Visit Afghanistan's 'Little America,' and See the Folly of For-Profit War

    Saturday, June 02, 2012   No comments


by David Rohde

First with an ill-fated Cold War-era project and now with the war today, Helmand province has been the source of enormously lucrative private contracting that has done little to improve peoples' lives.

Eight years ago, a 72-year-old American aid worker named Charles Grader told me a seemingly fantastical story. In a bleak stretch of Afghan desert that resembled the surface of Mars, several dozen families from states like Montana, Wisconsin and California had lived in suburban tract homes with backyard barbecues. For 30 years during the Cold War, the settlement served as the headquarters of a massive American project designed to wean Afghans from Soviet influence.

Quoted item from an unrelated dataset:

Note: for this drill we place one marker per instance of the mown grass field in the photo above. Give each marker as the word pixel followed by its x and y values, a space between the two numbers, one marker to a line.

American engineers oversaw the largest development program in Afghanistan's history, constructing two huge earthen dams, 300 miles of irrigation canals and 1,200 miles of gravel roads. All told, the project made 250,000 acres of desert bloom. The town, officially known as "Lashkar Gah," was the new capital of Helmand province and an ultra-modern world of workshops and offices. Afghans called it "Little America."

Intrigued, I hitched a ride to the town with Grader a few weeks later. A weathered New England blue blood, Grader was the last American to head the Kabul office of the U.S. Agency for International Development before the 1979 Soviet invasion. In 2004, he was back in Afghanistan working as a contractor, refusing to retire just yet and trying, it seemed, to do good.

From the moment we arrived in Lashkar Gah, I was transfixed by Little America, its history and its meaning. At enormous cost, a sweeping American Cold War effort had temporarily eased the destitution of one corner of Afghanistan but failed to achieve its lofty goals. Surveying the town, I desperately hoped America could do better.

Over the next eight years, an epic tragedy unfolded in Helmand. All told, 858 American and British troops have died in the province since 2001 - nearly twice as many as in any other Afghan province - and the U.S. and British governments have spent billions of dollars in a province twice the size of Maryland with a population of 1 million. Hundreds of foreign contractors arrived to train Afghan police, farmers and government officials as well.

A clear pattern emerged. When massive international efforts were made, real progress emerged. The provincial capital and other large towns in central Helmand grew more secure and thrived economically, and narcotics cultivation dropped by one-third. But in isolated rural areas poverty, corruption and Islamic conservatism defied a scattershot American effort. As American and British forces prepare to withdraw next year, Afghans fear that the gains will crumble.

Over the course of four years, from 2004 to 2008, I visited Helmand roughly every six months. I embedded with American military units but found myself drawn to the American civilian effort again and again. Creating a crude but functioning Afghan economy, government and schools, it seemed, was the key to long-term stability.

In the end, Helmand proved tragic. I met dozens of well-intentioned American and Afghan civilians who found themselves trapped in a system marred by inconsistency, short-term goals and a focus on American - not Afghan - priorities. Speed, visibility and American political needs ruled. Patience, complexity and deference to Afghans were shunned.

Instead of triumphing, many of the Americans I met there ended up dejected, confused and cynical. What happened in Little America - and what it says about America's place, role and future in the world - haunts me as well.